De ramp maakte eens te meer duidelijk hoeveel risico je als bedrijf in het buitenland loopt om betrokken te raken bij misstanden. En dat handel niet het walhalla creëert waarin iedereen beter af is. Omdat Ploumen de minister is van hulp èn handel, en had beloofd alles in samenhang te bekijken, kon zij niet rustig aan de zijlijn blijven staan.

In Bangladesh maakte ze zich hard voor het Bangladesh Veiligheidsakkoord, een initiatief van onder meer ngo’s en vakbonden. Maar iedereen wist: een ramp als ‘Rana Plaza’ staat niet op zichzelf. Misstanden zijn structureel, en niet alleen in de kledingsector in Bangladesh, maar ook bij de steenkolenmijnen in Colombia, de goudmijnen in DR Congo, de olievelden in Nigeria of houtkap in het Amazoneregenwoud.

Ploumen nam daarom het initiatief tot een sector-risicoanalyse door KPMG: hierin werden bij dertien sectoren – waaronder bouw, olie en gas, land- en tuinbouw, textiel en metaal – de risico’s aangegeven. De Sociaal-Economische Raad (SER) werd daarnaast gevraagd advies te geven hoe je betere afspraken met het bedrijfsleven kon aangaan over (internationaal) maatschappelijk verantwoord ondernemen. Dat advies, om tot IMVO-Convenanten te komen, werd omarmd door minister Ploumen en minister Henk Kamp.

De convenantenaanpak wordt door het bedrijfsleven, ngo’s en de minister zelf veelvuldig aangehaald als hèt instrument waarmee de minister handel eerlijker probeert te maken. Het moet een van de succesnummers van Ploumens hulp- en handelsbeleid worden. Maar wat houdt het precies in, en hoe effectief kan het zijn?
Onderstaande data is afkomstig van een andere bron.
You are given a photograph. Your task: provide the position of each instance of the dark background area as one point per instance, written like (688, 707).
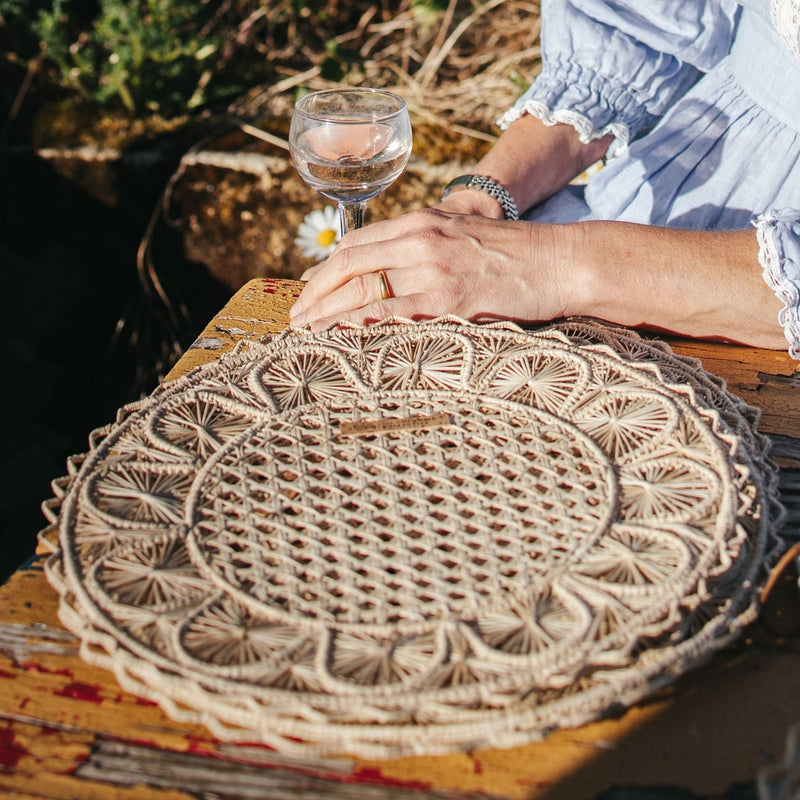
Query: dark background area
(81, 335)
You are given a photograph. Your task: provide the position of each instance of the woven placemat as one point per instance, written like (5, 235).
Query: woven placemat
(416, 537)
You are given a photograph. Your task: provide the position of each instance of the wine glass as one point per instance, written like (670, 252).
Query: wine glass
(350, 145)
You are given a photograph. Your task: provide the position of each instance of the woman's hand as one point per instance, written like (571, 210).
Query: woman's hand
(437, 262)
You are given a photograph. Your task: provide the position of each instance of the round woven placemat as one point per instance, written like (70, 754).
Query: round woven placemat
(416, 537)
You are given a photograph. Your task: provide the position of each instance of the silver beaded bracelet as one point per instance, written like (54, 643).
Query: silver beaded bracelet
(491, 187)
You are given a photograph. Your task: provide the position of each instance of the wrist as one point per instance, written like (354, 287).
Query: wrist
(484, 185)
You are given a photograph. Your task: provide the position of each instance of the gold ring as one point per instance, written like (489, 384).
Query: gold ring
(386, 290)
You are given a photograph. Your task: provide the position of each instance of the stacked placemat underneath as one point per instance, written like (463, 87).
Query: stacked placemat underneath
(416, 537)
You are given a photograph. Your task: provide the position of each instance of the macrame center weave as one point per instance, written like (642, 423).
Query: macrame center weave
(416, 537)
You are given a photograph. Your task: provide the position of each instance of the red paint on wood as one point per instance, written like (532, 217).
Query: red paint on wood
(11, 751)
(81, 691)
(373, 775)
(29, 666)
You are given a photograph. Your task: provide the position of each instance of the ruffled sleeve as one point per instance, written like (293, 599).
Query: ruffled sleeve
(615, 66)
(779, 254)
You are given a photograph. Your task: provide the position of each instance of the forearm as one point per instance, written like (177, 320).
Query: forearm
(703, 284)
(532, 161)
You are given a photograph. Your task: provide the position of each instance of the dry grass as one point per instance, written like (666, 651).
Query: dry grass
(458, 69)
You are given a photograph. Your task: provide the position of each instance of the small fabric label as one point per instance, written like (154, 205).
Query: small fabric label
(364, 427)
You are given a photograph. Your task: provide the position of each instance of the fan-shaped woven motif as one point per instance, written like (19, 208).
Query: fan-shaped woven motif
(416, 537)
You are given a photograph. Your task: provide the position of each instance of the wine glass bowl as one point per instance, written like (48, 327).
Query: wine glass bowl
(350, 145)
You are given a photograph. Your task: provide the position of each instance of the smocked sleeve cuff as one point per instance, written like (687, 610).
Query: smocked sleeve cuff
(592, 104)
(779, 255)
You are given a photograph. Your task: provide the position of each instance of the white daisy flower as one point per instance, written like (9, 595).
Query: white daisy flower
(319, 232)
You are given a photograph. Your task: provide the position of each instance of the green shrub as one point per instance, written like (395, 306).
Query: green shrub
(168, 56)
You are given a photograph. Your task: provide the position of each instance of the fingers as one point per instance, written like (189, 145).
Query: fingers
(369, 292)
(409, 307)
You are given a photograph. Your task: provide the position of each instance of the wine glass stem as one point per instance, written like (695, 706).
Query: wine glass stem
(351, 215)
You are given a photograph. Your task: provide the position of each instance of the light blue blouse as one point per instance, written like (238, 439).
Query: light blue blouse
(703, 100)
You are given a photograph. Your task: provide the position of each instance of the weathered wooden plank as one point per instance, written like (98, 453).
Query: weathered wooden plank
(68, 730)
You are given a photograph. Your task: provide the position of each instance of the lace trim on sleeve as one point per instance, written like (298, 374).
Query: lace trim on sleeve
(771, 228)
(582, 124)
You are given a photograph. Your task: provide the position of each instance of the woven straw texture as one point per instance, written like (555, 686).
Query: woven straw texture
(415, 538)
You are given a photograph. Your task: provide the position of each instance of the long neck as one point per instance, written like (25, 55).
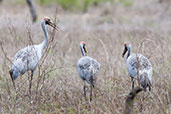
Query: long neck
(82, 51)
(44, 43)
(129, 52)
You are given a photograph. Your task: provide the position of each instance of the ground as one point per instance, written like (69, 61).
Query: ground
(57, 88)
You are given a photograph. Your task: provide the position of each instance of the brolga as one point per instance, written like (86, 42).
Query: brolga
(87, 68)
(138, 65)
(28, 58)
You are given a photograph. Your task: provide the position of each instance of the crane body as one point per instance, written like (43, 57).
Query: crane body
(87, 68)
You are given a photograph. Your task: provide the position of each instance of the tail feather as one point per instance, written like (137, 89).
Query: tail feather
(145, 82)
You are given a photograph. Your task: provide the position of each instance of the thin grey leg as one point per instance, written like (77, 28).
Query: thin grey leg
(132, 79)
(30, 84)
(84, 88)
(91, 92)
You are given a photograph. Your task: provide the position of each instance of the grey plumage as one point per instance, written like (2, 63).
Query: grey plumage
(28, 58)
(139, 62)
(87, 68)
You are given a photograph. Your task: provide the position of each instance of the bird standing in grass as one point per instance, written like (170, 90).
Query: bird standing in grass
(138, 64)
(87, 69)
(28, 58)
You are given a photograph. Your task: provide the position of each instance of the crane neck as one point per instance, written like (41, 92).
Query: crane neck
(129, 52)
(44, 43)
(82, 50)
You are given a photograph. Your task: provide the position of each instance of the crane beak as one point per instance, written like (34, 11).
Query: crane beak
(125, 50)
(84, 49)
(54, 26)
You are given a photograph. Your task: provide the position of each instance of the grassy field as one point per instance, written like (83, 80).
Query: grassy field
(57, 87)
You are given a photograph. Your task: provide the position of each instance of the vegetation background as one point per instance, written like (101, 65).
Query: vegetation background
(104, 25)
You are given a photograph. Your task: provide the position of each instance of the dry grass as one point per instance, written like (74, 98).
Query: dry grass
(104, 29)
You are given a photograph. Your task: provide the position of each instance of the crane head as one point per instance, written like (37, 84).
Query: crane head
(49, 22)
(83, 44)
(126, 44)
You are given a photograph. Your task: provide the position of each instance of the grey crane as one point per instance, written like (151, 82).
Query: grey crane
(87, 68)
(138, 64)
(28, 58)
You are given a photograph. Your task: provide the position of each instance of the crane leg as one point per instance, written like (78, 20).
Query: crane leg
(132, 80)
(91, 92)
(149, 88)
(84, 88)
(30, 84)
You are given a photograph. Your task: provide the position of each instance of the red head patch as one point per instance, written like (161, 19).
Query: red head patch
(44, 19)
(82, 42)
(126, 43)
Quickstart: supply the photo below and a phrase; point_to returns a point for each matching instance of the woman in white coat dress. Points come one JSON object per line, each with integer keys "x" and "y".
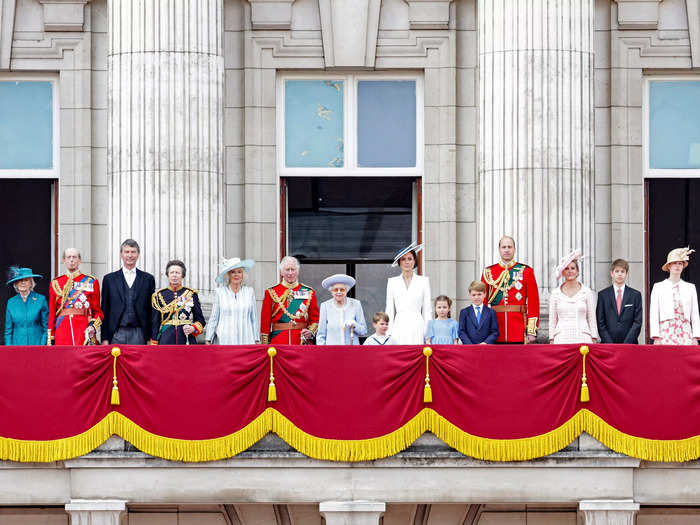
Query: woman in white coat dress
{"x": 673, "y": 309}
{"x": 233, "y": 318}
{"x": 408, "y": 303}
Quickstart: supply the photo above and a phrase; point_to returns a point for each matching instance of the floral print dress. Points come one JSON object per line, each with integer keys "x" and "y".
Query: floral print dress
{"x": 677, "y": 330}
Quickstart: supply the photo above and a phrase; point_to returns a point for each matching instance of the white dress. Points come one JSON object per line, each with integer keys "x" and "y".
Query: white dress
{"x": 409, "y": 309}
{"x": 572, "y": 319}
{"x": 234, "y": 318}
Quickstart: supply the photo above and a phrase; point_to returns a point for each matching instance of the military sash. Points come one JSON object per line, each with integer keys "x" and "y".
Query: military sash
{"x": 295, "y": 310}
{"x": 500, "y": 286}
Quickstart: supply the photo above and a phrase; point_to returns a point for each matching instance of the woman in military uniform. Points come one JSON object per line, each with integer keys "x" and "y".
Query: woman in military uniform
{"x": 177, "y": 313}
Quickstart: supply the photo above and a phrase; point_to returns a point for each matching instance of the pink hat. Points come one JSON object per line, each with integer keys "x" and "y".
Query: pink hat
{"x": 574, "y": 255}
{"x": 678, "y": 255}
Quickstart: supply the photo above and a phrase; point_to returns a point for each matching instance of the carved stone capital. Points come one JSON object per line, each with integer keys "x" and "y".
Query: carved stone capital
{"x": 63, "y": 15}
{"x": 638, "y": 14}
{"x": 271, "y": 14}
{"x": 429, "y": 14}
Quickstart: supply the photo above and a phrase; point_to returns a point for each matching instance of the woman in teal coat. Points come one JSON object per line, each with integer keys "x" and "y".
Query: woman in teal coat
{"x": 27, "y": 315}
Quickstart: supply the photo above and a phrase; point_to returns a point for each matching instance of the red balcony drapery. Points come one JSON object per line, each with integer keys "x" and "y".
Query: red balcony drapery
{"x": 200, "y": 403}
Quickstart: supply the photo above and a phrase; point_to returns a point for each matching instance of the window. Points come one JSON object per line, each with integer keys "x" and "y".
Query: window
{"x": 336, "y": 226}
{"x": 350, "y": 125}
{"x": 28, "y": 128}
{"x": 672, "y": 127}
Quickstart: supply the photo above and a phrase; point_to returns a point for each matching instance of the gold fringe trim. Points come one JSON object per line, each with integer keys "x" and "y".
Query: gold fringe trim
{"x": 350, "y": 450}
{"x": 163, "y": 447}
{"x": 668, "y": 450}
{"x": 505, "y": 449}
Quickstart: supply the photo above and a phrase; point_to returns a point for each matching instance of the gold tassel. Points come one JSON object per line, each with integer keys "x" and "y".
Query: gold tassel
{"x": 115, "y": 389}
{"x": 272, "y": 389}
{"x": 585, "y": 396}
{"x": 427, "y": 391}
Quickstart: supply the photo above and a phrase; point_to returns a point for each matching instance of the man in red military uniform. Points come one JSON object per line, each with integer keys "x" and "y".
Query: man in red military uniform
{"x": 74, "y": 305}
{"x": 290, "y": 310}
{"x": 511, "y": 290}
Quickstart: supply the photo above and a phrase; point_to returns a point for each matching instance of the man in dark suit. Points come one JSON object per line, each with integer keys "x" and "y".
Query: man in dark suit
{"x": 478, "y": 324}
{"x": 619, "y": 310}
{"x": 126, "y": 300}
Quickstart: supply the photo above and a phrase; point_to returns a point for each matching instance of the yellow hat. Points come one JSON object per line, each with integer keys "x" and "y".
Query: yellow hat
{"x": 678, "y": 255}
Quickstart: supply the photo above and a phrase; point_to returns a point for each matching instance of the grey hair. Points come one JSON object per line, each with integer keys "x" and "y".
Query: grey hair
{"x": 76, "y": 251}
{"x": 129, "y": 243}
{"x": 287, "y": 259}
{"x": 14, "y": 285}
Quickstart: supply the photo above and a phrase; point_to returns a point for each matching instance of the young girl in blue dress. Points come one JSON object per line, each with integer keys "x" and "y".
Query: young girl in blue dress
{"x": 443, "y": 330}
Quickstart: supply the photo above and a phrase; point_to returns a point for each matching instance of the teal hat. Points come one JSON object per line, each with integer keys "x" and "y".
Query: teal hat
{"x": 17, "y": 274}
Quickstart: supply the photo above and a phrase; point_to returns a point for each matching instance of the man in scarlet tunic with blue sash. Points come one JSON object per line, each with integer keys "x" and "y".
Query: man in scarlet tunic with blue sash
{"x": 74, "y": 305}
{"x": 290, "y": 311}
{"x": 511, "y": 291}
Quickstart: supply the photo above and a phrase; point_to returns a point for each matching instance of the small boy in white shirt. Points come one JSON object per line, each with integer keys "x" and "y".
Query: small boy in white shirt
{"x": 380, "y": 322}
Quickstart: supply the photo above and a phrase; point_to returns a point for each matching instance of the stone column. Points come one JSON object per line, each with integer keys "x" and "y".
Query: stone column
{"x": 352, "y": 512}
{"x": 609, "y": 512}
{"x": 96, "y": 511}
{"x": 165, "y": 157}
{"x": 536, "y": 132}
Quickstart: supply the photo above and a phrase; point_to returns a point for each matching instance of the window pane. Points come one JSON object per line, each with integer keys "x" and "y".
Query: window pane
{"x": 26, "y": 125}
{"x": 348, "y": 219}
{"x": 314, "y": 274}
{"x": 314, "y": 123}
{"x": 674, "y": 124}
{"x": 386, "y": 124}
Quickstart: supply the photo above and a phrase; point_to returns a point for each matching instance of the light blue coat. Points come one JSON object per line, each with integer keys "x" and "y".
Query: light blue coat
{"x": 26, "y": 323}
{"x": 331, "y": 323}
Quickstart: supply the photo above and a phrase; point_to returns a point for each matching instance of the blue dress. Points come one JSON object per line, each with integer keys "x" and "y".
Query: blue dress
{"x": 26, "y": 322}
{"x": 442, "y": 331}
{"x": 331, "y": 324}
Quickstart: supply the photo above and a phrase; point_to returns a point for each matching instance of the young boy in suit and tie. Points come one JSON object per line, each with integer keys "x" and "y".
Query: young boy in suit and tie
{"x": 619, "y": 309}
{"x": 478, "y": 323}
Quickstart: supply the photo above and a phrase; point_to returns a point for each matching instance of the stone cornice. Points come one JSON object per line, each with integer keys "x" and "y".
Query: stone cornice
{"x": 638, "y": 14}
{"x": 63, "y": 15}
{"x": 7, "y": 24}
{"x": 271, "y": 14}
{"x": 428, "y": 14}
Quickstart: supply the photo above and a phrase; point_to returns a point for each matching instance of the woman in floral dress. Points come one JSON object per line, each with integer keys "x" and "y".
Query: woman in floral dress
{"x": 673, "y": 312}
{"x": 177, "y": 314}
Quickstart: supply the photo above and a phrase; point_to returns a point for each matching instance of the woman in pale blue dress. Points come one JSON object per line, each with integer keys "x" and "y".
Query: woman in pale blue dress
{"x": 341, "y": 320}
{"x": 443, "y": 330}
{"x": 234, "y": 319}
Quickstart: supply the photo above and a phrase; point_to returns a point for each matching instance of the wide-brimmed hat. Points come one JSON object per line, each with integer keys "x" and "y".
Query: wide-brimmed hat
{"x": 17, "y": 274}
{"x": 231, "y": 264}
{"x": 678, "y": 255}
{"x": 414, "y": 247}
{"x": 573, "y": 255}
{"x": 338, "y": 278}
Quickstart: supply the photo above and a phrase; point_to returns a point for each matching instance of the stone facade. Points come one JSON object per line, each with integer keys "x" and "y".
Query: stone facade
{"x": 115, "y": 127}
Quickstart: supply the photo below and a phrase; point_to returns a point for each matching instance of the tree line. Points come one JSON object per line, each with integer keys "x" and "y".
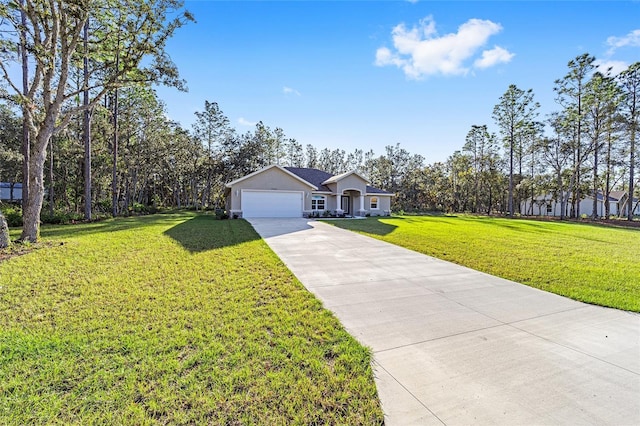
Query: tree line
{"x": 86, "y": 133}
Aan de hand van het textielconvenant bekijkt Vice Versa vandaag de plannen, de sterktes en de zwaktes. Morgen zal het gaan over mogelijke alternatieven voor convenanten, over de andere convenanten (hoe doen de andere sectoren het, globaal gezien?) en wordt de rol van de overheid in deze zaak verder voor het voetlicht gebracht. 

De plannen

4 juli 2016. In Nieuwspoort zetten 75 partijen met een brede glimlach hun handtekening onder het textielconvenant. ‘Dankzij dit convenant zullen de arbeidsomstandigheden in textiellanden verbeteren en kunnen Nederlandse consumenten in heel veel winkels terecht voor schone kleding’, zegt minister Ploumen. De ruim zestig labels die bij het convenant waren aangesloten, vertegenwoordigen gezamenlijk ongeveer een derde van de Nederlandse markt en het doel is om in 2020 tachtig procent van de Nederlandse markt te beslaan.

Negen risicogebieden

In het textielconvenant staan afspraken op negen ‘gevoelige’ gebieden: gender en discriminatie, kinderarbeid, gedwongen arbeid, leefbaar loon, veiligheid en gezondheid op de werkvloer, grondstoffen, watervervuiling en het gebruik van chemicaliën, water en energie en tot slot dierenwelzijn. Bijvoorbeeld: initiatief nemen voor zwangerschapsverlof, afspraken maken met overheden zodat bij herziening van het leefbaar loon bedrijven beloven niet het land uit te gaan en actief vakverenigingen helpen op te zetten.

Verbeterplannen

Als er sprake is van dwangarbeid, kinderarbeid of genderdiscriminatie, of als er geen vrijheid van vakvereniging is, moeten textielbedrijven hun fabrieken een verbeterplan laten opstellen – en in het uiterste geval moet een kledingmerk het contract met het bedrijf verbreken.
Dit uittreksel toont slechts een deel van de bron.